Let’s also assume that we don’t have the manpower to rewrite all of these posts, so we’ll focus on the most low-hanging opportunities. That would probably be the posts that target high-volume keywords and currently rank OK but not great.
Here’s how we can filter for these keywords in Rank Tracker:
Now, it looks like a few of those keywords (“youtube tags,” “what is https,” etc.) don’t align particularly well with our target audience of website owners, so we’ll exclude those.
This leaves us with around 80 keywords, and this number equates to 80 posts to rewrite.
Next, we need to estimate how much all of this is going to cost us.
In addition, This is a crucial step that you shouldn’t neglect, as there’s no point in creating a “pie in the sky” marketing plan. It needs to be realistic, doable, and any numbers should actually be based on something (not plucked out of thin air).

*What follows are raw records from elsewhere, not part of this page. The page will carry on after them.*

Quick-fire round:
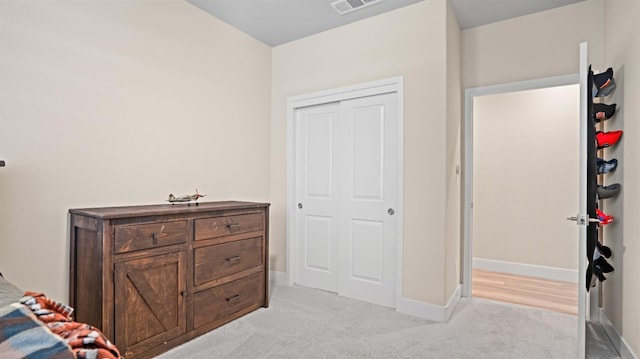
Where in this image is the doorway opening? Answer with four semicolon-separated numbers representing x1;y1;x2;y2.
463;75;580;314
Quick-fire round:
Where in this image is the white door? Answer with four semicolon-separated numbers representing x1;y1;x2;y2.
296;93;398;307
295;102;340;292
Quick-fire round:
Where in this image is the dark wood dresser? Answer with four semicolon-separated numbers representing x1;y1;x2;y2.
69;202;269;359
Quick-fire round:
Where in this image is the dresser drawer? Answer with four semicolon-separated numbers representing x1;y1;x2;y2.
196;213;264;241
114;221;187;253
193;273;264;328
193;237;263;286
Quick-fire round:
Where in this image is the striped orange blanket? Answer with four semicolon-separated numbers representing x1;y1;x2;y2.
20;292;120;359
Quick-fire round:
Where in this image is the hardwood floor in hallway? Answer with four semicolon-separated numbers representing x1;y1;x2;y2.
472;269;578;315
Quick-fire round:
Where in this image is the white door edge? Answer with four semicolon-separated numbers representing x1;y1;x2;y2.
285;76;404;305
460;73;580;297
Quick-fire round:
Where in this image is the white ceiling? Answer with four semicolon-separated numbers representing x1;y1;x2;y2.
187;0;584;46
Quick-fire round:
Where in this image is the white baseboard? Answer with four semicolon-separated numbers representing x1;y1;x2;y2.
473;258;578;283
269;271;461;322
598;308;638;359
396;285;461;323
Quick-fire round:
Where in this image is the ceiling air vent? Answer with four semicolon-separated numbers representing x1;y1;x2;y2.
331;0;382;15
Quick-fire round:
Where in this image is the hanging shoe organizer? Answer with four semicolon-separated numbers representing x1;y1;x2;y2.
586;67;622;290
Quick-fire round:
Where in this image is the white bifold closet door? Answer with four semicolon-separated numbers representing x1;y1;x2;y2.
295;93;398;307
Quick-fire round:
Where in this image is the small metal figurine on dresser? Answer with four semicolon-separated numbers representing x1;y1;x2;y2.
167;188;206;206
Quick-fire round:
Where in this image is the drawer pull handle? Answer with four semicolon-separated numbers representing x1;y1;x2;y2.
227;223;240;230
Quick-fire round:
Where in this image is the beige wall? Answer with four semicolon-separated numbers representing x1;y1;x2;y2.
596;0;640;355
271;0;459;305
473;85;580;270
0;0;271;300
462;0;604;88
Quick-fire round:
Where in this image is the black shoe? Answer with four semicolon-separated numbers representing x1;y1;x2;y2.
596;158;618;175
592;103;616;123
592;67;616;97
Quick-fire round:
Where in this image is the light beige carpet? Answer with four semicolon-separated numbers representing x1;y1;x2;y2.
160;286;616;359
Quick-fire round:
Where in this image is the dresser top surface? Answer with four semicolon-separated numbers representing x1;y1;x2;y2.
69;201;270;219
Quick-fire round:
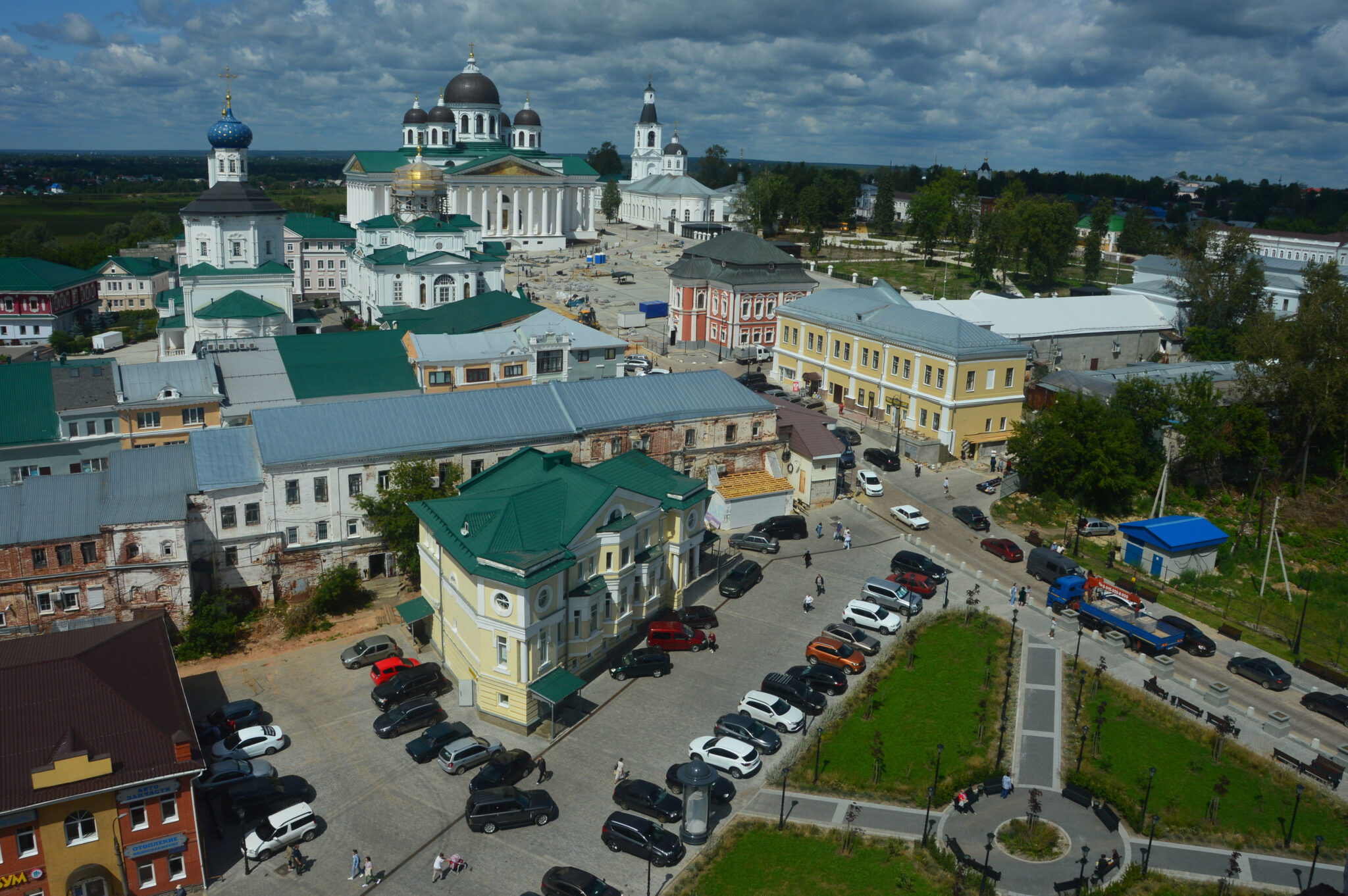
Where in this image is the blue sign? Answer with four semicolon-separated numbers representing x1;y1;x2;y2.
121;834;188;859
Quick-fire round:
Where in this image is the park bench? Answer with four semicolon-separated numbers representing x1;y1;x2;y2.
1170;694;1203;718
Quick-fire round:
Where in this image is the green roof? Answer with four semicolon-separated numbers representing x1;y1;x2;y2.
275;330;418;400
0;257;99;292
378;289;543;336
0;361;61;445
286;212;356;240
193;289;286;320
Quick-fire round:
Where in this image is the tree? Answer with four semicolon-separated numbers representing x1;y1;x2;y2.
598;180;623;224
585;140;623;175
355;458;464;582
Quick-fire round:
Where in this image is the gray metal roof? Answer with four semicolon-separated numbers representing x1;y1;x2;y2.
192;426;261;492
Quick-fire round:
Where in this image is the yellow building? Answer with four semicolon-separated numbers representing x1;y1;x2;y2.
409;449;712;732
774;280;1026;462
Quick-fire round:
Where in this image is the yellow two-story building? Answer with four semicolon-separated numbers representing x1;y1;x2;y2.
773;280;1026;462
409;447;712;732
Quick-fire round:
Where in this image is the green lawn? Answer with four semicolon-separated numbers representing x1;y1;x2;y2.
791;614;1012;806
1064;675;1348;855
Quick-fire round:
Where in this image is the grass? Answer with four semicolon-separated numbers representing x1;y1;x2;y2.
1062;662;1348;855
791;613;1012;806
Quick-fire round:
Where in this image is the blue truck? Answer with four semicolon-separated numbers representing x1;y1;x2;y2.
1049;576;1183;653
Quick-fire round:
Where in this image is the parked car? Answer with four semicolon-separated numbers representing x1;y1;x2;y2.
979;537;1024;563
369;663;449;712
341;635;403;668
890;504;931;531
712;712;782;756
950;504;992;532
805;636;866;675
464;787;558;834
369;656;421;684
717;560;763;597
210;725;286;759
862;449;899;473
468;749;538;792
613;778;683;822
238;803;318;862
542;865;623;896
822;622;880;656
375;697;445;738
608;647;674;682
598;812;687;868
739;691;805;734
404;722;473;764
687;737;763;778
842;601;903;635
1227;656;1291;691
436;735;503;775
727;532;782;554
646;622;715;653
1301;691;1348;725
1160;616;1217;656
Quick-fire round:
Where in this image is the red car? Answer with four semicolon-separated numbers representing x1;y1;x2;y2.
369;656;421;684
980;537;1024;563
884;572;935;597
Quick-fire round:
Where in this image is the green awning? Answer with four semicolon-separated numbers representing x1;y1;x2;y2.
398;597;436;625
529;667;585;706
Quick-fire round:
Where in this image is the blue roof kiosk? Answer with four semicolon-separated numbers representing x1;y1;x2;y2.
1119;516;1227;582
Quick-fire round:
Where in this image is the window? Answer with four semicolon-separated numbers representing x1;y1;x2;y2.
66;809;99;846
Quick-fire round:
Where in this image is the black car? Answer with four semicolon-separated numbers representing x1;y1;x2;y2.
598;812;687;868
665;762;735;806
542;865;623;896
950;504;992;532
1160;616;1217;656
754;513;810;540
613;778;683;822
862;449;899;472
1301;691;1348;725
468;749;538;793
719;560;763;597
759;672;829;716
464;787;558;834
712;712;782;756
404;722;473;762
608;647;674;682
890;551;946;585
375;697;445;737
369;663;449;712
786;663;846;697
1227;656;1291;691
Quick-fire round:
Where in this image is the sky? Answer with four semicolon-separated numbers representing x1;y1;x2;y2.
0;0;1348;186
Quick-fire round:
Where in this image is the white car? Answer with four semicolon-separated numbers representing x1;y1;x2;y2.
687;737;763;778
856;470;884;497
210;725;286;759
740;691;805;734
890;504;931;530
842;601;903;635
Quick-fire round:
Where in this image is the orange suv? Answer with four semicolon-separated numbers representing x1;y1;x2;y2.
805;636;866;675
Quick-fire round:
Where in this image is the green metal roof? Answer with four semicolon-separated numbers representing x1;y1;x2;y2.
275;330;418;400
194;289;286;320
0;257;99;292
0;361;63;445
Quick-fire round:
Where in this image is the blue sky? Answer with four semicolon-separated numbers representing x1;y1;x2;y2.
0;0;1348;186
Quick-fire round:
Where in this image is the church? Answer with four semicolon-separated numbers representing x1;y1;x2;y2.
341;45;600;251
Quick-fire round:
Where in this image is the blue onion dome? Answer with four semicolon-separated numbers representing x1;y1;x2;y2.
206;97;252;149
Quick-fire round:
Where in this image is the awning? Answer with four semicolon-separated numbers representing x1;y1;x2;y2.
398;597;436;625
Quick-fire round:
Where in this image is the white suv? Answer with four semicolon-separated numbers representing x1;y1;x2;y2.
842;601;903;635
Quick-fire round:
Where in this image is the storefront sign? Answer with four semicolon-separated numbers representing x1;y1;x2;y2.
117;778;179;803
121;834;188;859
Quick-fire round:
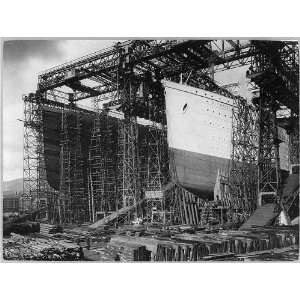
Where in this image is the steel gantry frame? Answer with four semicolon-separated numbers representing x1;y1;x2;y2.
24;40;298;225
248;41;299;206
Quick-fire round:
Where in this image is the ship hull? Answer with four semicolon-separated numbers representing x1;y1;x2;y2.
169;148;230;199
163;81;233;199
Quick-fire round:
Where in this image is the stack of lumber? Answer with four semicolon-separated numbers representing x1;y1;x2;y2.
40;223;54;235
3;234;83;261
110;228;299;261
3;221;40;236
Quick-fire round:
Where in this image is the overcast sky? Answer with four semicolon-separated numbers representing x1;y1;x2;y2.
2;40;119;181
2;40;244;181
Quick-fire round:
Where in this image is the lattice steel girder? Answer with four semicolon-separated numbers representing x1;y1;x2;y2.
38;40;253;101
249;41;299;114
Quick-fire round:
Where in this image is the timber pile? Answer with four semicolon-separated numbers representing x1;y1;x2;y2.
109;227;299;261
3;234;83;261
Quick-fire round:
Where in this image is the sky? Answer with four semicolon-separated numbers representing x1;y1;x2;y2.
2;40;245;181
2;40;115;181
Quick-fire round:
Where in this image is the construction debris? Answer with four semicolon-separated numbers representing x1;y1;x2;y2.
3;233;83;261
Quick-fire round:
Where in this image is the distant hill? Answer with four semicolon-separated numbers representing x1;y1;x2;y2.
2;178;23;194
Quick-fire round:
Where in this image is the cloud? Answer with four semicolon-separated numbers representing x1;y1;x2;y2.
2;40;114;180
3;40;63;67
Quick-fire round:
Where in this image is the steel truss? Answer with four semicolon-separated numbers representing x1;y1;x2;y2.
229;97;258;214
248;41;299;205
21;93;56;215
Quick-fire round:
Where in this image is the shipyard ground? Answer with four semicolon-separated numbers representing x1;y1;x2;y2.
3;224;299;262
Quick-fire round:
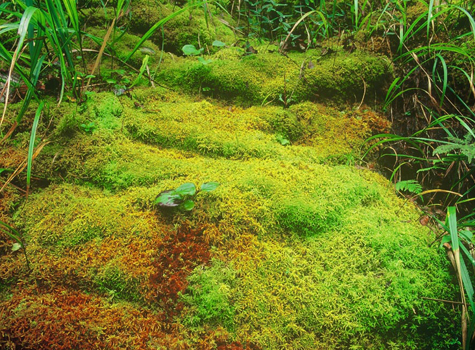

Given that we do content rewrites in-house, it makes the most sense for us to base cost estimations on how much time we think all of this will take our team (and how much we pay them).
To keep things simple, let’s say that the numbers look like this:
Time per rewrite: 20 hours.
Cost per hour: $20
Number of rewrites: 80
Based on these numbers, it looks like it will cost us around $32K and 1,600 man-hours to execute this tactic. That might sound like a lot, but it’s less than one full-time employee’s yearly working hours.
You might even want to consider color-coding your quarterly plan to show which team is responsible for which task. This will make it easier to spot when teams are likely to be overloaded and plan accordingly.
In addition, Given that most marketing plans run dozens or even hundreds of pages, our one-page plan is admittedly very oversimplified. But that’s the point. It helps you get the basics down on paper as fast as possible without having to contend with endless marketing jargon and acronyms.